At the turn of the 20th century, Congress passed the Antiquities Act – giving President Teddy Roosevelt the authority to restrict the use of any federally owned public land by designating it as a national monument.
It’s one of the few powers that allows the executive branch to completely bypass congressional opposition. Roosevelt and all of his successors in the Oval Office – except Richard Nixon – have used the act more than 100 times.
President Jimmy Carter designated 15 monuments in Alaska, despite strong opposition from Congress.
President Bill Clinton created the Grand-Staircase National Monument in Utah during an election year. The irony of his standing on the Arizona side of the Grand Canyon while designating a national monument entirely in Utah was noticed approvingly by friends and disparagingly by foes.
President Barack Obama is poised to follow suit. He has already created a few noncontroversial national monuments. The designation of Chimney Rock in Colorado had long enjoyed the support of politicians at all levels as well as residents of local communities.
The Administration is being urged to establish more national monuments – ones that cover thousands or even millions of acres and for which there is little local support. The pressure has been so intense that Secretary of the Interior Sally Jewell recently announced plans for a massive increase in national monuments covering millions of acres currently managed for multiple uses.
Economic studies are providing justification for designating monuments. These studies claim local economies benefit when the government increases public lands protection from multiple use to more restricted designations such as national monuments.
BBC Consulting and Research, for example, has been cited frequently in the conversation about Organ Mountains-Desert Peaks.
BBC released findings that designating the area as a national monument would boost tourism, thereby promoting economic growth.

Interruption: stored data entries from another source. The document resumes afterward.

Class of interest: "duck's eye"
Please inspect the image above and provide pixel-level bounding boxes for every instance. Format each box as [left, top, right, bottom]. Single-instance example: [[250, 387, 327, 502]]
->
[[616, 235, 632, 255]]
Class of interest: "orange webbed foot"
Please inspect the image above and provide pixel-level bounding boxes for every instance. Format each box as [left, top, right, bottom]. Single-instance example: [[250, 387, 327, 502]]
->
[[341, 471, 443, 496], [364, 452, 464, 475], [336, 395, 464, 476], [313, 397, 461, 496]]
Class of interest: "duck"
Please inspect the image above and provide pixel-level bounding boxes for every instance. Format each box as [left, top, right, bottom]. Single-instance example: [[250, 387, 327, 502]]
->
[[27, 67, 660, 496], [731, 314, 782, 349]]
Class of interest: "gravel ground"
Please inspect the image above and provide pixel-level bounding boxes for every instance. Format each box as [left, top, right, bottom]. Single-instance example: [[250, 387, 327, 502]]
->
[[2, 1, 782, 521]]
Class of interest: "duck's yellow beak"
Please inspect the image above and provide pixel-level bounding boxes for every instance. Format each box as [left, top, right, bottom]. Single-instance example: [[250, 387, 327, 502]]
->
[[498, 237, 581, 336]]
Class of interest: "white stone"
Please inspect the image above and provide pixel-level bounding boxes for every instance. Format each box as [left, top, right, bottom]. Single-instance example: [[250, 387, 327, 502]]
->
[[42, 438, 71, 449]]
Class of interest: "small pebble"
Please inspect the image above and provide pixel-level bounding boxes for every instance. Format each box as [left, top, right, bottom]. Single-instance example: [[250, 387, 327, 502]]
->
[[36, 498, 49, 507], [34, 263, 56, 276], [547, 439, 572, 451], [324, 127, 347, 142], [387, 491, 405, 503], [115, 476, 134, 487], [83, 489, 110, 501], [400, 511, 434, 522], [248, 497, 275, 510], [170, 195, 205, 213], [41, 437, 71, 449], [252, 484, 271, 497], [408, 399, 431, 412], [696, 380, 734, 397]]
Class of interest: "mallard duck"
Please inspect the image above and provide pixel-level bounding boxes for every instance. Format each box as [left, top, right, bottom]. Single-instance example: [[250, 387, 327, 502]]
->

In their final pages, however, BBC acknowledges that their findings are contingent on variables as volatile as geopolitical events and changes in disposable income.
We attempted to replicate these types of studies and failed.
That is, using a careful methodology and making comparisons between counties through time, we find at best no effect on local economies and, more likely, negative effects of monument designations.
For example, we evaluated the Grand Staircase-Escalante National Monument, which was created by Clinton in 1996. As with studies about Organ Mountains-Desert Peaks, there were predictions of increased economic activity because of the designation.
We found none of the predicted increases in economic activity.
But economic development is not why national monuments should be created. Monuments created under the Antiquities Act were meant to preserve scientifically and culturally valuable sites.
If an area qualifies under the purposes of the Antiquities Act, then Obama could be justified in creating a new national monument.
But he ought not to hide behind dubious claims about economic development.